Here's the posted timeline. The posted timeline included dates written as "about 7 days prior to reentry"; in the second column below I've calculated the corresponding calendar dates. I can imagine two reasons why JAXA wouldn't have posted it that way: first, each Trajectory Correction Maneuver (TCM) is not a brief event but rather spans many hours, possibly even more than a day, since they're being performed under low-thrust ion propulsion rather than chemical propulsion; and second, I assume this calendar could change, and being vague about dates gives them a bit of wiggle room before they have to issue corrections.
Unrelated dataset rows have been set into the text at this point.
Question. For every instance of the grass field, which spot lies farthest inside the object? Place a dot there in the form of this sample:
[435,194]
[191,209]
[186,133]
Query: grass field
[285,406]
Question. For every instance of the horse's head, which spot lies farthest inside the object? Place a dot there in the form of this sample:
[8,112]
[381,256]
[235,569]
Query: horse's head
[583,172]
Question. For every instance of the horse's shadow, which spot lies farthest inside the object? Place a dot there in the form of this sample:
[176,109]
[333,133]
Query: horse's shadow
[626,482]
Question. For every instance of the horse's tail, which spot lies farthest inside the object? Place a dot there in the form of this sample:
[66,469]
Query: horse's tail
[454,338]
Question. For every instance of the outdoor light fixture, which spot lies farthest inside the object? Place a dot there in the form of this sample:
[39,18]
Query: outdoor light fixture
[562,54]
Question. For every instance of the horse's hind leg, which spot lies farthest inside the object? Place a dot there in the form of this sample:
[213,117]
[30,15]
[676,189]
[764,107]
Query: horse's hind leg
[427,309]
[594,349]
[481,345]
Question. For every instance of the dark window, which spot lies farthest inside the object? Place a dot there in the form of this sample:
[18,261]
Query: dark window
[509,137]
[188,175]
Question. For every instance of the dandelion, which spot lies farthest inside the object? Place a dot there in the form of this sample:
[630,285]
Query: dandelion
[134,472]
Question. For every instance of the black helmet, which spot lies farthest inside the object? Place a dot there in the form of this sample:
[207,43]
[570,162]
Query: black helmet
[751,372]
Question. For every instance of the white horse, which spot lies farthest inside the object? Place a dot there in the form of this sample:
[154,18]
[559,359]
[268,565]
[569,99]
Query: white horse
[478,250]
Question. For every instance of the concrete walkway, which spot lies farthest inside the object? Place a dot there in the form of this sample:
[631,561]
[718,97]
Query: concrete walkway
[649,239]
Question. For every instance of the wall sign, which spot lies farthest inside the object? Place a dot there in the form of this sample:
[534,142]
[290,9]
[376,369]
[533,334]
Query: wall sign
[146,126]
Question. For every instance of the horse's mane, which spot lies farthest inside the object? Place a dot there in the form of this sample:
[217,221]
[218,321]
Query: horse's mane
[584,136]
But that doesn't stop me from calculating the probable dates of each event.
|Date (JAXA)||Date (ESL)||Event|
|March 27||Completed the second trajectory shifting by ion engines|
That is, end of powered flight, beginning of reentry phase of mission)
|April 6||TCM-0 implemented the initial guidance to the outer rim of the Earth.|
These first TCMs aim Hayabusa at Earth's limb so that it will continue into space if something bad happens)
|About 39 days prior to reentry||May 5||TCM-1 to guide to the outer rim of the Earth|
|About 15 days prior to reentry||May 29||TCM-2 to guide to the outer rim of the Earth|
|About 7 days prior to reentry||June 6||TCM-3 to guide to Australia|
Finally, Hayabusa will be aiming for Earth)
|About 3 days prior to reentry||June 10||TCM-4 to guide to Australia (more detailed guidance)|
|About a day prior to reentry||June 12||Increase capsule temperature|
|About 3 hours prior to reentry||11:00 UTC||Capsule separation|
|Around 11:00 p.m. JST||13:00 UTC||Entry|
|One hour after reentry||14:00 UTC||Capsule landing|
I was amused to read the first lines of the JAXA update: "The Japan Aerospace Exploration Agency (JAXA) would like to announce that it was issued the Authorized Return of Overseas Launch Space Object (AROLSO) for the Sample Recovery Capsule aboard the Asteroid Explorer "HAYABUSA" from the Space Licensing and Safety Office (SLASO) of the Australian Government on Friday, April 16th." While I am sure that the Space Licensing and Safety Office existed prior to this exchange, it made wonder if said office had a stack of forms titled "Authorized Return of Overseas Launch Space Object (AROLSO)" lying around in a file cabinet for all those times when foreign countries plan to land spacecraft in the Outback. Maybe they're repurposing some existing bit of bureaucracy having to do with moving sensitive technology into and out of the country, like ITAR in the US. I don't know. But the bureaucratese struck me as funny.
JAXA is working hard to get news out about Hayabusa's return in English. There is a new English-language "Hayabusa: The Final Approach" website, as well as Hayabusa Live, a blog with mostly Japanese but occasional English-language posts. Finally, there is @Hayabusa_JAXA on Twitter, which is, again, mostly in Japanese but occasionally in English. Via Twitter, for instance, I learned that the round-trip radio communication time with Hayabusa is now only two minutes -- such a rapid response from a spacecraft gives the team a strong feel for how closely it is approaching Earth!